As soon as he saw Skitch walk nonchalantly out of the house of horrors and saunter toward the car, Kyle turned the key and ignited the engine. As soon as Skitch opened the passenger door, Kyle shifted into gear. Before Skitch could even close the door behind him, Kyle popped the clutch, sending the car bucking away and slamming Skitch’s head into the headrest. The balding tires squealed like two frightened cats.
“Yo, what’s the rush?” shouted Skitch.
“I had to get the hell away from there before she came out and ate my liver.”
“Who, the sweet old French lady?”
“Don’t even try. I could feel the evil emanating from that house. It was like the Eye of Mordor was staring at me.”
“Old Tommy is right. You are such a pussy.”
“I don’t deny it.”
“And you got her all wrong. Cissy’s a doll.”
“Cissy?”
“She even made me tea.”
“Cissy?”
“Chamomile.”
“Boiled newt brains, most likely.”
“And there were sugar cookies.”
“Sugar cookies? Dude, listen to yourself. You’ve been lured to the dark side by sugar cookies. Next thing you know, your skin will decay and you’ll be breathing out of a black mask.”
“I had a Darth Vader mask for Halloween once. I spent the whole night saying ‘Luke, you have my candy.’ I was so annoying they gave me double just to get rid of me. You know she’s married.”
“To my dad.”
“No, she remarried. Her husband was there, too. Sid. Nice guy.”
“I don’t believe any of this.”
“No, he was. He had big brown shoes and was wearing a cardigan. She seemed—and I know you don’t want to hear this—she seemed okay.”
“Shut up.”
“I actually liked her. And let me tell you, if she was twenty years younger, I’d do her.”
“Please, shut up, before I puke in my bucket seat. What did you find out?”
“It’s not there.”
“How do you know?”
“Because she told me.”
“And you believed her?”
“Cissy wouldn’t lie.”
“Did you look around, search the basement or something?”
“I was too busy eating cookies. They were soft, just like I like them, and big as grapefruit.”
“Dude.”
“I love cookies. Cooookies. But I believed her. I gave her the whole O’Malley speech, like you told me to, and—get this—I wasn’t the first O’Malley to knock at the door. There was another O’Malley before me, looking for the same damn file cabinet.”
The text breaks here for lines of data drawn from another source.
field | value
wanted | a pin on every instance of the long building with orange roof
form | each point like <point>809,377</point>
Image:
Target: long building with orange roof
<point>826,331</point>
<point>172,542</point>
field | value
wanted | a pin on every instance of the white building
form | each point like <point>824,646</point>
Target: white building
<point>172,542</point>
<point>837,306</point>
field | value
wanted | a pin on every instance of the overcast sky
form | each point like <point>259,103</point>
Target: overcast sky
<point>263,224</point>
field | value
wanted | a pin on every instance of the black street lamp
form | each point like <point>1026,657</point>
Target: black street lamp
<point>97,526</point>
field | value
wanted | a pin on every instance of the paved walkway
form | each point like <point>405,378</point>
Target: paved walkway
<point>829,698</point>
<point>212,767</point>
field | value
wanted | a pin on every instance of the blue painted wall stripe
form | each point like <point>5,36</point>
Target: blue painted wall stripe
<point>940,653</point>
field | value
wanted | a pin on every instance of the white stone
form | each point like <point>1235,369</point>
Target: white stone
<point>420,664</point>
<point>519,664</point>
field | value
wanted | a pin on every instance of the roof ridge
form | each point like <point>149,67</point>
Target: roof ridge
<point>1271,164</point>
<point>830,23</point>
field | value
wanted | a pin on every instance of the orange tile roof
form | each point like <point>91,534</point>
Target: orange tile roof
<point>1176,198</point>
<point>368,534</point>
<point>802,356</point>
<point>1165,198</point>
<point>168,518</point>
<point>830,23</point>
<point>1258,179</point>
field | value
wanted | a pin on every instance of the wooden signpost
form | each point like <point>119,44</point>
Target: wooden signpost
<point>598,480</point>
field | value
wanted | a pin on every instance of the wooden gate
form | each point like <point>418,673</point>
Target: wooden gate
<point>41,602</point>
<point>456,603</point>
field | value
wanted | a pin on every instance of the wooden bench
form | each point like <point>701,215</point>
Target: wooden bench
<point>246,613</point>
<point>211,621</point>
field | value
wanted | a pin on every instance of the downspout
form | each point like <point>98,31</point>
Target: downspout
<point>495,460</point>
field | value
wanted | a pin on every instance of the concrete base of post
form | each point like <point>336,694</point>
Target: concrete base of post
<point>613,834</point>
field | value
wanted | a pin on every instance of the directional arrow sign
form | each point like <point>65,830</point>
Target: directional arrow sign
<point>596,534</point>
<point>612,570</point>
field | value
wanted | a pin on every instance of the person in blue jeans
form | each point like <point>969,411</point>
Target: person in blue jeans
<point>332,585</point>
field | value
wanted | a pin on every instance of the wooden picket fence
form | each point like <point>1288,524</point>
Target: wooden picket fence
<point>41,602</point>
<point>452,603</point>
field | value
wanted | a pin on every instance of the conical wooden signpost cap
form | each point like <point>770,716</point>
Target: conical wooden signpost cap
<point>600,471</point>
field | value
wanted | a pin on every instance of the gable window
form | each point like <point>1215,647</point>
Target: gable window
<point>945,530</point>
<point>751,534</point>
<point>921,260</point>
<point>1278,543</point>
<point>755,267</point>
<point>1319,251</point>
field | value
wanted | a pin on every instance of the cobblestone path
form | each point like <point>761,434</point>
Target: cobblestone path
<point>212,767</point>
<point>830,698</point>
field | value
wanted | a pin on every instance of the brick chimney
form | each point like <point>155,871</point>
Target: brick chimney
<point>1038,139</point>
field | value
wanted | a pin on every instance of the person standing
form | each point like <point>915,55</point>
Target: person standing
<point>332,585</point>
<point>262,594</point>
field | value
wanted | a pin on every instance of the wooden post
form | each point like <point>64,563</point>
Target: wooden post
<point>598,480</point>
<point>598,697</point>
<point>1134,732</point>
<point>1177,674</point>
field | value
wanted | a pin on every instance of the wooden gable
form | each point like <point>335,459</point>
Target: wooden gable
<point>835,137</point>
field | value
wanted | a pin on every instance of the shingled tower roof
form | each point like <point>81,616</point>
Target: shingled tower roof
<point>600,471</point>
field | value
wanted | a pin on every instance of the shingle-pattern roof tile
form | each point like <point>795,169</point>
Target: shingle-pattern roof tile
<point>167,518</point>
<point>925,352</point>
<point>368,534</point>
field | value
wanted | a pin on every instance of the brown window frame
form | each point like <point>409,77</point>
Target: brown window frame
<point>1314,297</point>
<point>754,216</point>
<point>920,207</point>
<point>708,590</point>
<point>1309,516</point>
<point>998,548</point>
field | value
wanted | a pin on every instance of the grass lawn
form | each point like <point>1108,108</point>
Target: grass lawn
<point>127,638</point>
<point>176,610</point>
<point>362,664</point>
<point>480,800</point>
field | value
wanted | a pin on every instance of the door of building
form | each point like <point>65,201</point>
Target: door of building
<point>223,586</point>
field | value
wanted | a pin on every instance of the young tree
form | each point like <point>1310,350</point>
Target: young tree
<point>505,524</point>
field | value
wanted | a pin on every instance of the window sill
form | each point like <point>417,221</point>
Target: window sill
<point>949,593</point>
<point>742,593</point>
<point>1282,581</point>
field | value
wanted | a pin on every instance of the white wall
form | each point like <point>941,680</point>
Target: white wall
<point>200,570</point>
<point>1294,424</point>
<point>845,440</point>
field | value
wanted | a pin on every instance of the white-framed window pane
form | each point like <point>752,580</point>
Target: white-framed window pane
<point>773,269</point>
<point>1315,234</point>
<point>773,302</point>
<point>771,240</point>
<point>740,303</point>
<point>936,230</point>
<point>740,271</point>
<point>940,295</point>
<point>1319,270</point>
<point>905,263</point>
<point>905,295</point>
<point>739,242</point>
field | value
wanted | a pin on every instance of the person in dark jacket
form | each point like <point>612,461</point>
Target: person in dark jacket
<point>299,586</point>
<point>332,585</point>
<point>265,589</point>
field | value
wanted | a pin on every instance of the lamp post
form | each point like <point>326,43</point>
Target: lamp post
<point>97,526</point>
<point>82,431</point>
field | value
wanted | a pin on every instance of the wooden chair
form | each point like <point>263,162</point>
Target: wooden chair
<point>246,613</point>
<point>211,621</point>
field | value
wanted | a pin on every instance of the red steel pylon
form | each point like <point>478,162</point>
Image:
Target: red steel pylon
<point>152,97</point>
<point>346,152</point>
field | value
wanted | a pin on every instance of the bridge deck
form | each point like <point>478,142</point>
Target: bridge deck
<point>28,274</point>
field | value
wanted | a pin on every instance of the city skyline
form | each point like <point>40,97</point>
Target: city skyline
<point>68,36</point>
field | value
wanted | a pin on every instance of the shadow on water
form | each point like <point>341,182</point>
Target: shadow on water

“Son of a bitch beat me to it. When?”
“Before the funeral.”
“So the real O’Malley came to me after he couldn’t find his precious file here. Okay, now I see. Maybe it’s not there after all. You get anything else?”
“Well, she remembered something she hadn’t told the real O’Malley. She said her husband did have a business relationship with someone outside of his legal office. It wasn’t law, it was real estate. She said if the file cabinet wasn’t in the law office, she thought maybe it could be with the partner.”
“Who the hell was that?”
“Guess.”
CHAPTER 18
KYLE’S CAR WAS an old red Datsun 280ZX, with a ripped leather interior, an engine spewing oil smoke, and brakes that wailed like the lamentations of barbarian women. Kyle’s head brushed the car’s roof, one shoulder of his T-shirt rubbed against the door, the other banged into Skitch, and the oil smoke that leaked into the interior made him slightly ill. Not much to brag about, but Kyle’s car was the last thing of value he still owned in this world, and he loved it. He had no job, no girl, no real money, no place of his own, no plans for the future, but by golly by gee he had that car, and in a way it was almost enough.
“How much farther?” said Kyle as he and Skitch headed into the heart of South Philly.
“Just a few blocks,” said Skitch. “So will you talk to Kat for me?”
“No.”
“This thing we got is going to go gangbusters, and I thought with all the money she’s pulling in from that law firm, she might want to get in on the ground floor.”